IN THIS CORNER
Will Smith's right cross (slap) to Oscar presenter comedian Chris Rock, was seen globally, Sunday, March 27. screen grab
WILL ROCKS CHRIS
Will Smith’s ‘sucker punch,’ er, slap, was seen
around the world. But is he the villain?
By MARIE Y. LEMELLE
When 15.4 million people watched the 94th edition of the Academy Awards to see who would win for the best performance, no one could imagine that Oscar-nominated Will Smith would morph into Best Action Hero and Actor/Comedian Chris Rock, Best Stunt Performer.
In the heat of Rock's announcement of the Best Documentary, Smith made a bold decision to stop Rock from degrading his wife about her bald head.
He slapped Rock into next week. Rock, completely caught off-guard by the assault (yes, it was an assault) tried to salvage the moment claiming it was "just a joke."
Jada Pinkett-Smith is a brave and transparent woman. It is no secret that she suffers from alopecia. She shared her medical condition in 2018.
The world was stunned after witnessing the drama and trauma between the two on the night of the biggest awards show in the entertainment industry.
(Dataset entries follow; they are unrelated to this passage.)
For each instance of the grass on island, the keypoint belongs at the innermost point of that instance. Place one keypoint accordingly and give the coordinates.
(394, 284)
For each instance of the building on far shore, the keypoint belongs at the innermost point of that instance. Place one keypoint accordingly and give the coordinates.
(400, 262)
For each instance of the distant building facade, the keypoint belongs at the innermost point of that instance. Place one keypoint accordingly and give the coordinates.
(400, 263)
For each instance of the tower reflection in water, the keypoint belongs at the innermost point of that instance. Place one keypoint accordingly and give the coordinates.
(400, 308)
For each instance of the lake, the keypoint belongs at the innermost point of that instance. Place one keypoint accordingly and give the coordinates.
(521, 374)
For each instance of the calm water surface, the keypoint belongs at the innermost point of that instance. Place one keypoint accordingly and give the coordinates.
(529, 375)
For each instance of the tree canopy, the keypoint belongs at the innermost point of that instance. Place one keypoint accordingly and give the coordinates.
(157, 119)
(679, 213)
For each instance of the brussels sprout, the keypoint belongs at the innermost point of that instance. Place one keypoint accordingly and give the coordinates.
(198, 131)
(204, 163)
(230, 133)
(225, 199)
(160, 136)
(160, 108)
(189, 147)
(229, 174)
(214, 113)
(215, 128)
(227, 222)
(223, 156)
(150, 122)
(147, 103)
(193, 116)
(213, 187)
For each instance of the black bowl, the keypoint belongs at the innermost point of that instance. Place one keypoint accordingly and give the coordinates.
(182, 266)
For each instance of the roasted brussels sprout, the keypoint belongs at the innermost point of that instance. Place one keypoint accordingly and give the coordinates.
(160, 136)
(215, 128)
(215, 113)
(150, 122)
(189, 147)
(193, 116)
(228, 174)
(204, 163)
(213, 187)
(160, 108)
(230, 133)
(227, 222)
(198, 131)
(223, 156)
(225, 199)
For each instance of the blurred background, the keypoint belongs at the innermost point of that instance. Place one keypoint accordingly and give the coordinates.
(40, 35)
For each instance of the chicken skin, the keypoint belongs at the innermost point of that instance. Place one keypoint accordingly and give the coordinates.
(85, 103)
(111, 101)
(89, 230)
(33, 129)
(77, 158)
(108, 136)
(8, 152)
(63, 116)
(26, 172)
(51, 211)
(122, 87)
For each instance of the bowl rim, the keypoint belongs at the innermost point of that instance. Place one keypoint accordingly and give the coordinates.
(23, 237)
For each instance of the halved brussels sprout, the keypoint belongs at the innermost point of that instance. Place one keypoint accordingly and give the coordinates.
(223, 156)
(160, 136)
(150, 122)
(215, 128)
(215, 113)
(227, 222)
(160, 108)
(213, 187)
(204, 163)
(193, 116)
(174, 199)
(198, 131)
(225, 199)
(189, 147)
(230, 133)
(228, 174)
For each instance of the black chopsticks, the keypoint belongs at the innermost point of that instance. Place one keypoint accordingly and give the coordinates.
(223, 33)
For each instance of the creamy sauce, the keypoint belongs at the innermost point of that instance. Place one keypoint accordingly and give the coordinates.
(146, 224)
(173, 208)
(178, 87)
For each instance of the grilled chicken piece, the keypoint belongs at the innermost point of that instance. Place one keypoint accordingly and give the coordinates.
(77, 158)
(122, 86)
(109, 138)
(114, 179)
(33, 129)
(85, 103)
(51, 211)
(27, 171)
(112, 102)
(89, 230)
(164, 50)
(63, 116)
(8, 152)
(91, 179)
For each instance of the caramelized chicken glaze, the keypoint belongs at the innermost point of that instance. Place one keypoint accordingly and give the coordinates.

It was a train wreck.
Is "just a joke" an acceptable excuse? Are comedians immune to making remarks, in the vein of a joke, that are offensive, racist, sexist, homophobic or downright inhumane? Rock, as a father of two Black daughters, a son of a Black woman, and brother of a Black sister—how could he demean any woman for having fake hair, bad hair or no hair?
Rock produced a documentary in 2009, "Good Hair." The storyline, partly in response to his daughters' concern about not having "good hair," gave us a comedic but honest look at the relationship of African American women and hair.
How ironic is it that Rock's ex-wife is the founder of StyleWorks, a non-profit, full-service hair salon that provides free services for women leaving welfare and entering the workforce?
Rock's comments about Mrs. Pinkett-Smith hairlessness took us backward. Hair discrimination is real. Whether you wear your hair shaven as a women or braids down your waist, if Corporate America is uncomfortable with Black natural hair, it cause a problem from getting fired, not get hired or promoted, and disrespect. It took the passage of the "Crown Act," to legally stop Corporate America from discriminating against African American natural hairstyles.
If the table was turned, would Rock be okay, if people talked about the alcoholism in his family, his addiction to drugs and pornography, and his nonverbal learning disability? Probably not. After all, Rock admitted he was bullied and beaten as a kid. It is a well-known fact that victims of bullying could become a bullying perpetrator. Disguising bullying as a joke is unacceptable.
In a survey among Black women, here's what I learned: this is a collective SNAFU. There are a number of people responsible for this drama. Why didn't Rock know about her condition or maybe he didn't care? Why didn't his team inform him when he decided to write those comments in his monologue? What was the production team, producers, directors, and writers thinking at the rehearsal?
Smith issued an apology for striking Rock at Sunday's Academy Awards. In a post on Instagram on Monday, Smith called his behavior “unacceptable and inexcusable.”
What should Rock do now? A verbal apology by Rock to the public with a private apology to Mrs. Pinkett-Smith, her husband, and family would be a start. Rock should donate a sizable amount to the National Alopecia Areata Foundation, the leading organization dedicated to supporting people and families affected by alopecia areata and educating the public about this condition.
Rock offended a public figure, her husband and family, as well as her friends and business associates. The joke was neither funny nor cute. It was brutal. Alopecia affects more than 6 million people in America. The condition is known as a polygenic disease and 147 million worldwide suffer from it. Imagine losing the hair on your head, face, and body? The autoimmune disease has no cure, effective treatment or standard of care.
What can Smith do? His acceptance speech included an apologetically and explanation "as a defender and protector of family." That said, who is protecting our Black women? Research shows that Black women are harassed, humiliated, degraded, forgotten, hunted, judged, disrespected, and discarded proportionately higher than any other race.
At the end of the day, violence is not the answer; however, what would you have done, and if it were your spouse, what would they expect? Most likely, this incident will continue to be debated and social media will remain on fire with opinions.
Facts: Smith faced a bully. Rock fell from grace.
Score: One for the superhero. Zero for the supervillain.
The Aftermath: Life imitates art and Everybody Hates Chris.
Oscar winner Denzel Washington said it best, "In your highest moments, be careful, that’s when the devil comes for you."